Neural Plasticity and Strength Training

When it comes to strength training it’s really common to hear people refer to ”Neurological Strength” or ”Neural Drive” when discussing the importance of the the neurological system in strength. This statement has a lot of basis but unfortunately the majority of people that mention it can’t really go much deeper than saying ”Yeah, it’s really important.” What is actually happening when we talk about neurological adaptations to strength training is a couple of different forms of neural plasticity; primarily the reorganization of the motor cortex, via cortical synaptogenesis for skill development, and spinal synaptogenesis (synaptogenesis = creation of new synapses between neurons) in direct response to strength training (Adkins, 1985, Swain et al, 2012). The specifics of these terms is not important for the purpose of this article, just know that the motor cortex acts like a switchboard operator when it comes to determining which motor neurons need to fire.

You may be wondering what does the nervous system have to do with strength anyways? Isn’t it all about muscle size? Well no, not at all. You see muscles have one really simple action they perform; contraction. Muscles contract in response to the electrical stimulus they receive from their associated motor neurons. So while it is true that bigger muscles can produce more contractile force, they can’t produce that force at all without the “Go” signal from the nervous system. So now we have a very simple framework to understand how the nervous system plays a role in strength training.

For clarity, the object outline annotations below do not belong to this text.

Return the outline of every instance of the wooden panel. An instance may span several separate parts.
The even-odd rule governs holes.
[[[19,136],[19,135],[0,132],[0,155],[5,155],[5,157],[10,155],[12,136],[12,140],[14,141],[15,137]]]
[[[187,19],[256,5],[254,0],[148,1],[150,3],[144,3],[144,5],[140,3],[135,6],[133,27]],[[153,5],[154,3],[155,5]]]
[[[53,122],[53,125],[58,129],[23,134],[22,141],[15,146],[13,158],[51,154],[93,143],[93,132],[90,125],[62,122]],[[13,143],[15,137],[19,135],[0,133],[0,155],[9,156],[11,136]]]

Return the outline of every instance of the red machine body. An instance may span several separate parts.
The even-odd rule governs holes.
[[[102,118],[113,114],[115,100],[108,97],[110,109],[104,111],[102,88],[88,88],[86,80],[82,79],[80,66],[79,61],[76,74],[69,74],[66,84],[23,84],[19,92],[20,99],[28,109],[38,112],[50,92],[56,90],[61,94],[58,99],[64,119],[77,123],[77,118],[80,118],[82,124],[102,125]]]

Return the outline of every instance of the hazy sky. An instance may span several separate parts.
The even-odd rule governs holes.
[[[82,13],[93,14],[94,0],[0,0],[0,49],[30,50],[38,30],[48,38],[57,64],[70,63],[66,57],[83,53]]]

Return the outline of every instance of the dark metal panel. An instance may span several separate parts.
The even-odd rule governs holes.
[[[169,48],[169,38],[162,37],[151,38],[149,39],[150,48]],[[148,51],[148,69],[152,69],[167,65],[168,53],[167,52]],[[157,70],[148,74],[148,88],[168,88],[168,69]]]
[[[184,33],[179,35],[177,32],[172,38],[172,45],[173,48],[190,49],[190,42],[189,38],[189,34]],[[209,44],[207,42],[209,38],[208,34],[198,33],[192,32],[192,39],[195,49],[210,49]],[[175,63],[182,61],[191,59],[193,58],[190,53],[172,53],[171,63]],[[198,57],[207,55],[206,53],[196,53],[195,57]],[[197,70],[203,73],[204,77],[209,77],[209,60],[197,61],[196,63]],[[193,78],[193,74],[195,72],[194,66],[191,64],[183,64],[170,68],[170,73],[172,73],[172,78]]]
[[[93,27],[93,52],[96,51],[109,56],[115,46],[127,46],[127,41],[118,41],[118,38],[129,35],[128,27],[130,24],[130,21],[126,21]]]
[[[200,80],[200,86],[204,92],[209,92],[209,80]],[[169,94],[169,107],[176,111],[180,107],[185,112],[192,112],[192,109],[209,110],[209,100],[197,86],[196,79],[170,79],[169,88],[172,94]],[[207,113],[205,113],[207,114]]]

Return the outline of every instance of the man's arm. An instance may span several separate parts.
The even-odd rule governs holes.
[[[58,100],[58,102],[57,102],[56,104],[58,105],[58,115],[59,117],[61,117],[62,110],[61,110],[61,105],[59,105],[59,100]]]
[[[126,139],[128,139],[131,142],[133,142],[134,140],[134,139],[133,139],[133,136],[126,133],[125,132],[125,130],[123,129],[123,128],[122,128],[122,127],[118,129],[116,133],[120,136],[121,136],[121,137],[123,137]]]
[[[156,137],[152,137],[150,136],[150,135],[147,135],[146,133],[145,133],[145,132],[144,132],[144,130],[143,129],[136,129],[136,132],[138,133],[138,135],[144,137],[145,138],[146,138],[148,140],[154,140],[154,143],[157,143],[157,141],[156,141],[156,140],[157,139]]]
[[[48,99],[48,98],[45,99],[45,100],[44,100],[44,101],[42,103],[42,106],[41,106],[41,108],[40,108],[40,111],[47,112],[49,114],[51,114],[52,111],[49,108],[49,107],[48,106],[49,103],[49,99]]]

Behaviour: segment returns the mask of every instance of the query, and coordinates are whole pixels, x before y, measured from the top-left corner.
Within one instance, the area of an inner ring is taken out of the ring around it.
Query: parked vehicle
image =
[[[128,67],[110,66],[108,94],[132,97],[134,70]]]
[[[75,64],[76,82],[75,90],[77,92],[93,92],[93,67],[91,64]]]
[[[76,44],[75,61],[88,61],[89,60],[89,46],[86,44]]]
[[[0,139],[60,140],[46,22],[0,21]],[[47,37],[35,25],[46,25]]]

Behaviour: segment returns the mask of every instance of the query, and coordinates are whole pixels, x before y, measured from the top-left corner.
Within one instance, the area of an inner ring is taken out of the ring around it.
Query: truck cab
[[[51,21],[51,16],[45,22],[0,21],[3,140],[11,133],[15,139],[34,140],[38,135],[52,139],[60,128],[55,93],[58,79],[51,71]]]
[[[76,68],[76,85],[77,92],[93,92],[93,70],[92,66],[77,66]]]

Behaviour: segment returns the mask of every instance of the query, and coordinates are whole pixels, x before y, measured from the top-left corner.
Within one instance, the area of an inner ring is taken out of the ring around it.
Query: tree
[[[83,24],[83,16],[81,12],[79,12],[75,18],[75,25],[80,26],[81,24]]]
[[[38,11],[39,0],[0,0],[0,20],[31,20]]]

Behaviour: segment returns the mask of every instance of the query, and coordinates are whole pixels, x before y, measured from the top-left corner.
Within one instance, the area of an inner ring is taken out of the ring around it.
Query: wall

Next, consider the first time you ever tried to bench press. Chances are you looked, and were, pretty awkward. This is because even though you may have known which muscles to use, you didn’t really know the how or when that comes with experience. Basically you grabbed that weight, lowered it to your chest, and then fired every motor neuron connected to your chest, triceps, and shoulders to try to launch it. Over time you, hopefully, learned how to bench with a little more finesse, and now you press the weight off of your chest by first contracting with your chest and finish with a strong tricep contraction. The experience that fed into learning this better sequence also worked to reorganize the motor cortex to encode for an optimal set of sequences to fire the motor neurons used to bench the weight.

Now that we have a general framework and a simple example of how neural plasticity and strength training work together let’s get into the details.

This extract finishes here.